I have decided that I’m going to take the same stance on this pregnancy as I did last pregnancy and try to keep up with weekly blogs. Now that I am pregnant again, I’m already looking back to old posts and I’m forever thankful that I posted weekly.
So, week 4. My baby is as big as something so microscopic that the naked eye can’t see it. Yet, this little microscopic shit has the ability to make me fall asleep at 8:00 p.m. every single night. So so so so so so so unbelievably, incredibly tired. Other than that, no other symptoms yet, so I’ll take it.
I already scheduled my first appointment for January 10th. I will have an ultrasound and everything. Scott will be going with me. For this appointment, we just hope a baby is there and only one baby. Since I have been pregnant with multiples one other time, it really scares the shit out of us to think that I could be pregnant with more than one. The chances are probably slim to none that it will happen, but just the thought of it freaks us out.
We are both still trying to cope with the fact that I’m pregnant in general. It’s a lot for us to process since we were not prepared for this. Financially, it’s really stressing us out. We both keep trying to wait to stress out until we actually know there is a baby in there, but it’s hard not to think about all of the “what-if” situations.

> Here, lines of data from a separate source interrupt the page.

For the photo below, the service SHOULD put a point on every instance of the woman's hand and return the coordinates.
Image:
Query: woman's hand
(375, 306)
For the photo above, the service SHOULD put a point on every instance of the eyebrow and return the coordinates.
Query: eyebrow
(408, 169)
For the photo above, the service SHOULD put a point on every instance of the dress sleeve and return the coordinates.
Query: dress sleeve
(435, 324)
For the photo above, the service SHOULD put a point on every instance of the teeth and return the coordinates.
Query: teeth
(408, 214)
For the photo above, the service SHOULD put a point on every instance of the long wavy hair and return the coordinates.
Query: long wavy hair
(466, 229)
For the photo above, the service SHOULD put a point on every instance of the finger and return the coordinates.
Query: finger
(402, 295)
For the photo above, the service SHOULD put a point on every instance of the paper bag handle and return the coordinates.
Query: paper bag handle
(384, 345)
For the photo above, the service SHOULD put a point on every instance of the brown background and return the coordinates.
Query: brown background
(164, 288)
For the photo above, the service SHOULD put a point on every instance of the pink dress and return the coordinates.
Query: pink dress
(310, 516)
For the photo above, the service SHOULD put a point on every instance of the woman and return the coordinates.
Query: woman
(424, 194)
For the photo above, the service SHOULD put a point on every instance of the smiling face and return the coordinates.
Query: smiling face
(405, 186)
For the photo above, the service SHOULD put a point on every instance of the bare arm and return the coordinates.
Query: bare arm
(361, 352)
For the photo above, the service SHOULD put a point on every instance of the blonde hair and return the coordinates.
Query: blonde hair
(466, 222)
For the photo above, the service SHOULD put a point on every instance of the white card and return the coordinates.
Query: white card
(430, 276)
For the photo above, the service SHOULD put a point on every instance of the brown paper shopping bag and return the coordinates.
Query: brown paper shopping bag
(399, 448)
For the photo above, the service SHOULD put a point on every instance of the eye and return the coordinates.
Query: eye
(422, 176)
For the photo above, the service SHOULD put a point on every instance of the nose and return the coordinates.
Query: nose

Another big blow we took this week was we found out there would be no room at the Raelynn and Briar’s current daycare for the new baby. I told the daycare provider almost immediately and she told me there were no spots open. It sucks because then I think about the fact of having to put this baby in another daycare. Would we continue to take 3 kids to 2 different daycares? Probably not, so then would we pull Raelynn and Briar from their current daycare?? That thought makes me so sick because I love our current provider. Right now, I think Raelynn would be the only one to comprehend this. Would Raelynn be sad? I don’t know if I’m prepared to deal with that…
A whole other factor with this pregnancy, is for the time being, I am still breastfeeding. Since I have found out I’m pregnant, my supply has dipped even more. So my supply took a huge hit whenever I went to Vegas and then traveled for work. I was never really able to get it back up where it needed to be. And now, it has taken yet another hit. I’m currently making between 9-12 ounces a day. I used to make that in my first pump of the day. I still have some extra milk built up in the freezer, so I’m hoping between me pumping and what I have in the freezer, it will last me to my goal of 1 year.
Trying to stay positive for the time being…but I know these 9 months will come and go before I am even able to process it. Scott and I will try to hit it hard and figure things out after my first ultrasound.
CrossFit for the week:
For the moment, nothing has changed here either. I went about my regular movements and routine. I told my workout partner and coach, Erick. He said…”AGAIN?!” LOL
Monday December 18
Hang Clean Complex – worked up to 125#
Hang clean pull
Hang power clean
Hang squat clean
1 X 1
15 min AMRAP – score was 8+17
5 push presses
25 air squats
Tuesday December 19
Strength – no modifications yet for any ab movements
:20 superman hold
:20 hollow body hold
MetCon B – time10:54
50 cal row
25 cal row
Wednesday December 20
Single leg KB DL/press
6×3 (each leg)
AHAGFA (as heavy as good form allows)
MetCon – This metcon was really fun. For the 12 days of Christmas, we did a push up for each day of Christmas…for the Feliz Navidad, we squatted every time they said feliz navidad or Merry Christmas. Even though it was short, my tris and my legs were dead for the next couple of days.
12 Days of Christmas – Pushups
Feliz Navidad – Squats
Thursday December 21
5 min EMOM
Front squats – used 160# which was heavy AF!
3 @ 85%
MetCon A – I actually did not end up finishing this. In the 6th round I ripped really bad on the rig doing T2B. Stupid.